Tapi kata kakekku, hanya orang-orang kaya yang bisa minum susu.
Tapi kata kakekku, hanya orang-orang kaya yang bisa minum susu.
Kail dan jala cukup menghidupimu, tiada badai tiada topan kau temui .. katanya.
Tapi kata kakekku, ikannya diambil nelayan-nelayan asing.
Ikan dan udang datang menghampirimu .. katanya.
Tapi kata kakekku, ssstt.. ada udang di balik batu.
Orang bilang tanah kita tanah surga .. katanya.
Tapi kata dokter intel, yang punya surga cuma pejabat-pejabat.
Tongkat kayu dan batu jadi tanaman .. katanya.
Tapi kata dokter intel, kayu-kayu kita dijual ke negara tetangga.
Orang bilang tanah kita tanah surga, tongkat kayu dan batu jadi tanaman .. katanya.
Tapi kata kakekku, belum semua rakyatnya sejahtera, banyak pejabat yg menjual kayu dan batu untuk membangun surganya sendiri”.
Puisi tersebut rupanya menyinggung perasaan si pejabat dan akhirnya membatalkan bantuan yang tadinya akan diberikan si pejabat. Bagaimana nasib sekolah di desa itu apabila sumber bantuannya saja tidak memiliki rasa nasionalisme dan kebangsaan yang cukup?

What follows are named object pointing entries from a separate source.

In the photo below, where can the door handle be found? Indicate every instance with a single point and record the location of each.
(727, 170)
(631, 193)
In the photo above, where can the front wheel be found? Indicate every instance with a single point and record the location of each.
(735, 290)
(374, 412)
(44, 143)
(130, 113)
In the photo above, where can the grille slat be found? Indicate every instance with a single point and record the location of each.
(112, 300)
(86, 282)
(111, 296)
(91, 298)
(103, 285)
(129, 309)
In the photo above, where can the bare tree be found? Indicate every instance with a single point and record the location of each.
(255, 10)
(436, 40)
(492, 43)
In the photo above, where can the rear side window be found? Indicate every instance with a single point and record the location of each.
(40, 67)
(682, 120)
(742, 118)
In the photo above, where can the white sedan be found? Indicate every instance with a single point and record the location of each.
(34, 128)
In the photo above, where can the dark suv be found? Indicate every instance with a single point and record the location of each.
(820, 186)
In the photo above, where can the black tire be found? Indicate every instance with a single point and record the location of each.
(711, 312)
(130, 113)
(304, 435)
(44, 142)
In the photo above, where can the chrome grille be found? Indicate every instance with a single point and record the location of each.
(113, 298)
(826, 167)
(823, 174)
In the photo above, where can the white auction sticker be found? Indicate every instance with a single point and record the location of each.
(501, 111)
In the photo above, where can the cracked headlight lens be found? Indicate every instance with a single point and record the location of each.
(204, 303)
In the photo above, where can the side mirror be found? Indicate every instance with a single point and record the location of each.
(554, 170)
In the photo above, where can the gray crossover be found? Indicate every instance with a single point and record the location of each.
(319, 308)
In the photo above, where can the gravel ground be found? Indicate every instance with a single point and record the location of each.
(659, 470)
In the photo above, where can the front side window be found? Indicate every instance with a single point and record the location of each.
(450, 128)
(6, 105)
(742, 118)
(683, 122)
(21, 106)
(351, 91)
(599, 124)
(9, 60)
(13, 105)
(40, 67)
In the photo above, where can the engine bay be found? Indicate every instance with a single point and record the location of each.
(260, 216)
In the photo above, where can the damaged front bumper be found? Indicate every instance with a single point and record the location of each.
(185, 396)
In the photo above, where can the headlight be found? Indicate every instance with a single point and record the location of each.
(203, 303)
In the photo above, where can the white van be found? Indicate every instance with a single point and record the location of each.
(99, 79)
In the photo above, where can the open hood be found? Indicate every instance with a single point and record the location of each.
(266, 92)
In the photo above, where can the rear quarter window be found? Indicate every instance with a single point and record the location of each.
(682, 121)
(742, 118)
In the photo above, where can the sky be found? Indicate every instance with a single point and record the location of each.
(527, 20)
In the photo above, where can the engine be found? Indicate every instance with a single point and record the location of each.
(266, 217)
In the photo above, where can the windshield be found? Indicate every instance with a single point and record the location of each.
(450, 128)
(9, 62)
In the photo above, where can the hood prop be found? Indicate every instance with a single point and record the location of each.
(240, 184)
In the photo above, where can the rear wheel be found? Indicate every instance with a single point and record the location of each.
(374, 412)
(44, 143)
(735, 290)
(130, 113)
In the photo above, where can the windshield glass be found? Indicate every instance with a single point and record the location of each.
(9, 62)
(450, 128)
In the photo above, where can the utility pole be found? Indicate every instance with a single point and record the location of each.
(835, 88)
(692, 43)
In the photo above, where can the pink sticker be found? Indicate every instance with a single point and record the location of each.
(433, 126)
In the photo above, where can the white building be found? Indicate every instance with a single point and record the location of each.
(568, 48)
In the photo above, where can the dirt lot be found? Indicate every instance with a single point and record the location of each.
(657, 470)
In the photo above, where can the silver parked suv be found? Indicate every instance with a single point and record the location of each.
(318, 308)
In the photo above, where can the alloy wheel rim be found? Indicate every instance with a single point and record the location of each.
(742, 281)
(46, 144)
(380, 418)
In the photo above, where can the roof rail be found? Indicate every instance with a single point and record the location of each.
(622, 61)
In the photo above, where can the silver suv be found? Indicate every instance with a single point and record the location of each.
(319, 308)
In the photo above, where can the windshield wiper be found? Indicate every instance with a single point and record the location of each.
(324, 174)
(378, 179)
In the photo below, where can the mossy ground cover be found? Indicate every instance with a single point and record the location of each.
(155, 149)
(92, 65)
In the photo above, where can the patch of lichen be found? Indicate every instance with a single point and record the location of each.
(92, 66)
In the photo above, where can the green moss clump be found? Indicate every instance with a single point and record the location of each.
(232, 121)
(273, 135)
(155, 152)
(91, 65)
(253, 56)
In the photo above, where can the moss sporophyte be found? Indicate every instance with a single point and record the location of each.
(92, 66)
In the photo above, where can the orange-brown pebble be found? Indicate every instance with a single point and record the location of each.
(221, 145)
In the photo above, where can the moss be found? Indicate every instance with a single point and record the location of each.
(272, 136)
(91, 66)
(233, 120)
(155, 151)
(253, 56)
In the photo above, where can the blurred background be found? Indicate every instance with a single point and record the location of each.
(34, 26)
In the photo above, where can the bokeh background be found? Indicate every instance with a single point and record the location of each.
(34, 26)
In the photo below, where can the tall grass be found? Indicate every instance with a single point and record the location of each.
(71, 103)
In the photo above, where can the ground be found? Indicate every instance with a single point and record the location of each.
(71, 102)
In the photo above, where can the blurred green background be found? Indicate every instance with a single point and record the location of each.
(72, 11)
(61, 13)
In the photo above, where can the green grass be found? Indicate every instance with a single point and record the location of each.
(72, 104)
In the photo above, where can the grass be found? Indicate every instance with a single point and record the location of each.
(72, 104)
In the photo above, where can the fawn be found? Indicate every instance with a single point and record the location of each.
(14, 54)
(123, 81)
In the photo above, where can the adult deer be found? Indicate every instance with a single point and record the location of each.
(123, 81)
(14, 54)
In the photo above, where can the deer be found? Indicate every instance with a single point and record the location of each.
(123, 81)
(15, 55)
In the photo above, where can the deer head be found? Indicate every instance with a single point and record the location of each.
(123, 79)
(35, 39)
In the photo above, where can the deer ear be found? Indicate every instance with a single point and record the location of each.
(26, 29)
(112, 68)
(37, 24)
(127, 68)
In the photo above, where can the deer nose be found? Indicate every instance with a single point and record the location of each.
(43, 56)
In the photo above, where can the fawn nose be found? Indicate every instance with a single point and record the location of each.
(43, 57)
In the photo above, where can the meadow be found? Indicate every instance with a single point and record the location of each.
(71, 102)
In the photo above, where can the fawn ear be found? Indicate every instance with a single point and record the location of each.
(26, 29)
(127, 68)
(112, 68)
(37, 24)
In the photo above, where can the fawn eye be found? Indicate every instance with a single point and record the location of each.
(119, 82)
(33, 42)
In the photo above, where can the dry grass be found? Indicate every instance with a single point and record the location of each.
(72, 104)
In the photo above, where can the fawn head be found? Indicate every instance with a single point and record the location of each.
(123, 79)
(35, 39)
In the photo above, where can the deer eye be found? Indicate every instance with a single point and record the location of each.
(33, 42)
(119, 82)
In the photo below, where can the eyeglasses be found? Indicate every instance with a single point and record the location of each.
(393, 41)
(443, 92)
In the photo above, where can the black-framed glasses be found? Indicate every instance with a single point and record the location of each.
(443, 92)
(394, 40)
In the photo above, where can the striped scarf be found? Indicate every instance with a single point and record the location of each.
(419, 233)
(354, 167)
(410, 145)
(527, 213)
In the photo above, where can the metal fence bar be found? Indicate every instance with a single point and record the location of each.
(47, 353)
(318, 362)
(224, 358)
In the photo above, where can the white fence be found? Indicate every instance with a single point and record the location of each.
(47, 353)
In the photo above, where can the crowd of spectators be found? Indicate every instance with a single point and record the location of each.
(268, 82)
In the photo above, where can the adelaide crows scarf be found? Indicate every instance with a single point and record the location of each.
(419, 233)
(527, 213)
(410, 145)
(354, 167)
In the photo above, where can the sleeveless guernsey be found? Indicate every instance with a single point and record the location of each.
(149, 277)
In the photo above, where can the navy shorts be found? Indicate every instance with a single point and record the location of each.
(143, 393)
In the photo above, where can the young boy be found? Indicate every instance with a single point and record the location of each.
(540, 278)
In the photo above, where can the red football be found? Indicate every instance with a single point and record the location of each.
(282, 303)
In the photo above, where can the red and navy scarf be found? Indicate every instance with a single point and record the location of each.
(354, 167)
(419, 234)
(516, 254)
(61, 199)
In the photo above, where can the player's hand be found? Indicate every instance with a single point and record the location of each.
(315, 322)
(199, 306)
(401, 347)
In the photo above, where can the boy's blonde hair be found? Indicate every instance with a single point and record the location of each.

Film ini tergolong bagus dan bisa menyadarkan penonton akan semangat kebangsaan dan nasionalisme. Dengan ceritanya yang benar-benar menunjukkan dengan jelas bagaimana kehidupan penduduk Indonesia yang ada di perbatasan, ditunjukkan bahwa masih banyak penduduk di desa-desa yang kurang diperhatikan, padahal mereka membutuhkan perhatian lebih, terlebih dalam pendidikan kewarganegaraan supaya mereka bisa lebih mengenal Indonesia sebagai tanah air mereka. Ditambah lagi dengan banyak terjadi krisis identitas seperti Haris yang berniat untuk pindah kewarganegaraan menjadi warga negara Malaysia. Namun dalam penyampaian pesan dari film ini sendiri, tetap terdapat unsur-unsur menarik dalam film supaya penonton tertarik. Contohnya saja terdapat beberapa unsur komedi, serta adanya kisah cinta antara Ibu Astuti dan Dokter Anwar (Ringgo Agus Rahman). Selain itu, akhir ceritanya pun baik, dimana ditekankan kembali pesan dari film ini, yaitu pada adegan saat Hasyim sekarat, Harris yang ada di Malaysia malah sedang menonton pertandingan sepak bola antara Indonesia-Malaysia, dan ia mendukung tim Malaysia. Lalu pada detik-detik wafatnya, Hasyim berpesan pada Salman,
"Apapun yang terjadi, jangan sampai kamu kehilangan rasa cinta pada negeri ini."